You are absolutely wonderful, and you need to know that.

You’re awesome and strong. Be kind to yourself.

Furthermore, this was mentioned in the positive social support tip, but make sure you’re surrounded by people who are kind to you, and people who know you are an amazing person.

Here’s a great quote:

 

Being around people who are negative or put you can can only make things worse for you.

Make sure you surround yourself with positive, uplifting people. If you’re not, then it’s time to make a change.

 

13) Learn to listen to your body

We touched on this already, but it’s something that really helped me.

Learn to listen to your body.

Relearn how to identify physical hunger.

In the midst of my disordered eating habits, I couldn’t identify physical hunger. I lost that ability for well over a year, even when I started to recover from binge eating.

But I was patient and became more in-tune to my body’s signals.

Learn to identify physical hunger. And when you eat, eat slowly and savor your food. Listen to your body’s signals and identify when you’re satisfied. Make an effort to stop eating when you’re satisfied, but not overly stuffed.

Know that you don’t have to binge because you can eat again when you’re physically hungry.

Again, this probably will take some time, but be patient and consistent.

Likewise, don’t look to diet books to tell you what foods to eat and what to avoid — listen to your body.

Eat the foods that make you feel best and cut back on those that don’t. You don’t need anyone to tell you what to eat.

Your body is smart, so learn to listen to it.

 

14) Stop focusing on fat loss

Chances are one of your primary goals is to lose fat. And if that’s the case, I’m willing to bet the way you eat and work out revolves around thoughts of losing body fat.

Well, it’s time to stop thinking about fat loss and adopt a more positive mindset and focus.

This was another important tip that helped me break out of the binge eating cycle, and I highly suggest you give it a shot. Click here for more information on this topic (but please finish the rest of this article as well).

 

15) Be confident

I know how discouraging it can feel when you’re battling disordered eating habits. I asked myself more times than I can count, “Will this ever get better?
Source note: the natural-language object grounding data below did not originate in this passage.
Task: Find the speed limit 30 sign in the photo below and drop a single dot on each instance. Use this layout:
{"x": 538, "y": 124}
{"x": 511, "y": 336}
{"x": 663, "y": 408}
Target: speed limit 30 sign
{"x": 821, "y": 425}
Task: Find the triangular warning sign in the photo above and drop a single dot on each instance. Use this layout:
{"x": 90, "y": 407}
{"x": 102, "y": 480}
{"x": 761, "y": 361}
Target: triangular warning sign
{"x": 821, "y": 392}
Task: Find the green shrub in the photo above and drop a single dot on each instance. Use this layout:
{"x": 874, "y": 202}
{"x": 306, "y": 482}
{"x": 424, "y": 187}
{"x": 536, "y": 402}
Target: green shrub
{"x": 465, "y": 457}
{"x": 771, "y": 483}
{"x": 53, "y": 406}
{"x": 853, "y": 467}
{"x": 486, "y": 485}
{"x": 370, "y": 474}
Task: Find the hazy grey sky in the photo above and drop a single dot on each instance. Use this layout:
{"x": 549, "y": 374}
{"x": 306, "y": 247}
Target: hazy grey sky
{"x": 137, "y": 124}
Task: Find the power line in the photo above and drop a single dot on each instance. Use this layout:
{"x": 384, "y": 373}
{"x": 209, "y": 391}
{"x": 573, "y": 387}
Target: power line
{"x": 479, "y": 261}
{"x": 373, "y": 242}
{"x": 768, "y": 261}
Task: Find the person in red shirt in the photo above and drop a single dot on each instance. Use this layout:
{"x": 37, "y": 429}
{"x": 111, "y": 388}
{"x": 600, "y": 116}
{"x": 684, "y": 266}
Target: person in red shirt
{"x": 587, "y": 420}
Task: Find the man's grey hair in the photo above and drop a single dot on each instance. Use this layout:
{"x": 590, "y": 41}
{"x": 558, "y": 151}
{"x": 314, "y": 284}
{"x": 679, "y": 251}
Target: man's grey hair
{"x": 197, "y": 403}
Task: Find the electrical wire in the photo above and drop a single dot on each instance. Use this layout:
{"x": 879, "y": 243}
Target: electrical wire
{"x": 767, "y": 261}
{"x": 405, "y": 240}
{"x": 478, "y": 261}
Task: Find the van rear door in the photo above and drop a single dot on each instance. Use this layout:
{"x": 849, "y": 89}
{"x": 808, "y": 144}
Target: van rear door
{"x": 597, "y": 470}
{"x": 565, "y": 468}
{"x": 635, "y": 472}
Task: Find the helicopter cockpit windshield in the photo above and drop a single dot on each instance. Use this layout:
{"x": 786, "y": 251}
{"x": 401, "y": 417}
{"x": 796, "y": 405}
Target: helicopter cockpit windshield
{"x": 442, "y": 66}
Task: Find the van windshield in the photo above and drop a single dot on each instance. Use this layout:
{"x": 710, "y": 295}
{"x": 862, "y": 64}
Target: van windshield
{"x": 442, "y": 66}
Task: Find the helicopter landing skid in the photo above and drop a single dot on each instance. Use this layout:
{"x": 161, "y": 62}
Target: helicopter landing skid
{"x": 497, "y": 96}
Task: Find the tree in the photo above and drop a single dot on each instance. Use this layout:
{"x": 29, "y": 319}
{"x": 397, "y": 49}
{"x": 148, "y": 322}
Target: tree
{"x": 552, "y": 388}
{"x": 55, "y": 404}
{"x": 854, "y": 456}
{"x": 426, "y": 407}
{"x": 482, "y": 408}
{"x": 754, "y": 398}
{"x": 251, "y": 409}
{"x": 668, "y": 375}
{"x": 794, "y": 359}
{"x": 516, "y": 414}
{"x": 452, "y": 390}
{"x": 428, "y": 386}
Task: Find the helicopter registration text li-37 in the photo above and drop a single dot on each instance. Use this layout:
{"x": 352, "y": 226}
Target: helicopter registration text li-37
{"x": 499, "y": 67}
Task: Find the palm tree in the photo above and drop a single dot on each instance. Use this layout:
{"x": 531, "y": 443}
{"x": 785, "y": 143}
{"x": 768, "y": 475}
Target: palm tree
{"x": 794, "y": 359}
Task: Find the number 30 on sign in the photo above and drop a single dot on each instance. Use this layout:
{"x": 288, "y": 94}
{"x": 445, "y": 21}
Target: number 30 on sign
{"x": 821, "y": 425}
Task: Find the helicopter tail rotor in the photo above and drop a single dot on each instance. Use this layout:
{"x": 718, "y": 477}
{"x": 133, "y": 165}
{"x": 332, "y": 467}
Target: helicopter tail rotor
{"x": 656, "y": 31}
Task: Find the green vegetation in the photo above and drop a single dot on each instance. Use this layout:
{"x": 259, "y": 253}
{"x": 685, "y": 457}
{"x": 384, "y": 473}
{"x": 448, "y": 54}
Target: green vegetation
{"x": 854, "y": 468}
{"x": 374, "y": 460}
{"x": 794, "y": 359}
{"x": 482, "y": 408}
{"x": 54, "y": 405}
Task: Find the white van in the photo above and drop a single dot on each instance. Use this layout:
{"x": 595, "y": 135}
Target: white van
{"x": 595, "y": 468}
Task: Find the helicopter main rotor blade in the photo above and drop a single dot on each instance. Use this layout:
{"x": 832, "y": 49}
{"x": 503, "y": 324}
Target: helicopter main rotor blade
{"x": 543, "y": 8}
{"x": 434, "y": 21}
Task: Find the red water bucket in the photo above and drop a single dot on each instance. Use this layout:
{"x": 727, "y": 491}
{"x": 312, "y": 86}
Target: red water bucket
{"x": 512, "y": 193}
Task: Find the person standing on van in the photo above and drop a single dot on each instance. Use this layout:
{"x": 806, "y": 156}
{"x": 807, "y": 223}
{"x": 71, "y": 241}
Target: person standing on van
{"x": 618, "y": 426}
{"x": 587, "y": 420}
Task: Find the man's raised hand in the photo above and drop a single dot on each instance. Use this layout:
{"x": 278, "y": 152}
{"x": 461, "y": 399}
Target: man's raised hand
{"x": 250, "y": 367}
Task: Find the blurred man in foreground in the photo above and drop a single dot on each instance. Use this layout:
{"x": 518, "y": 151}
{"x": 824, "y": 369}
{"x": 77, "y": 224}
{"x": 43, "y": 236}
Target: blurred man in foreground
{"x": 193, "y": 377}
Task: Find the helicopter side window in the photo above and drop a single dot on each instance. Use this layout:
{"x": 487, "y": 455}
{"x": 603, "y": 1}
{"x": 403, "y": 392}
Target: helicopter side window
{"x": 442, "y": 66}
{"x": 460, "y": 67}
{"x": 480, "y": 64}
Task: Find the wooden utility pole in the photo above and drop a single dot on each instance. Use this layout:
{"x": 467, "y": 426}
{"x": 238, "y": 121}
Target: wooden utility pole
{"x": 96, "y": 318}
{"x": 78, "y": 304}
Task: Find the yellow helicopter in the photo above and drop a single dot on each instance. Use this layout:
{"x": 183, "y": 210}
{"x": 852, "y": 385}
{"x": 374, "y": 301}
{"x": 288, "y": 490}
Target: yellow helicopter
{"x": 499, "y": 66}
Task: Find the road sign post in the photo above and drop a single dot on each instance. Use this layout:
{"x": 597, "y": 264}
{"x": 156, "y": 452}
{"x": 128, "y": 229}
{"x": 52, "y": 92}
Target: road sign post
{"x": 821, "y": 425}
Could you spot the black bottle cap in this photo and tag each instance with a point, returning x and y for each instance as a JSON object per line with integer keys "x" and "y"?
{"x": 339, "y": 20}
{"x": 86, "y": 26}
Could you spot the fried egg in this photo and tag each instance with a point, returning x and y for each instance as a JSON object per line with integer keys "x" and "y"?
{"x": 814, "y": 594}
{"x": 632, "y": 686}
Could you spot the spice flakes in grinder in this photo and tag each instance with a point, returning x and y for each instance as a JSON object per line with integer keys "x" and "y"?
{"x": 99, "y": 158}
Will I ever be able to go a day without obsessing over food and binge eating?”

Admittedly, there were times I thought I’d never break free, but then I changed my perspective.

I knew I could defeat this. I knew some day I could use that horrible experience for something positive.

And that’s why I’m writing this article.

It’s my sincerest hope this helps at least one person. If it does, then I’m grateful for the battle I fought, and won.

And I know that you can win, too.

Be confident. It will get better.

Your Turn to Break Free

How exactly you choose to implement the tips above is up to you. I do suggest, however, beginning with the tips that will be easiest for you to employ.

Don’t try to do everything all at once. Choose a few tips that sound the easiest and apply them. Do your best to apply those tips consistently for a few weeks, and then add another tip or two.

Remember – be patient and be kind to yourself.

Focus on ACTIONS you can take on a daily basis.

Choose the tips that sound easiest and start applying them right now.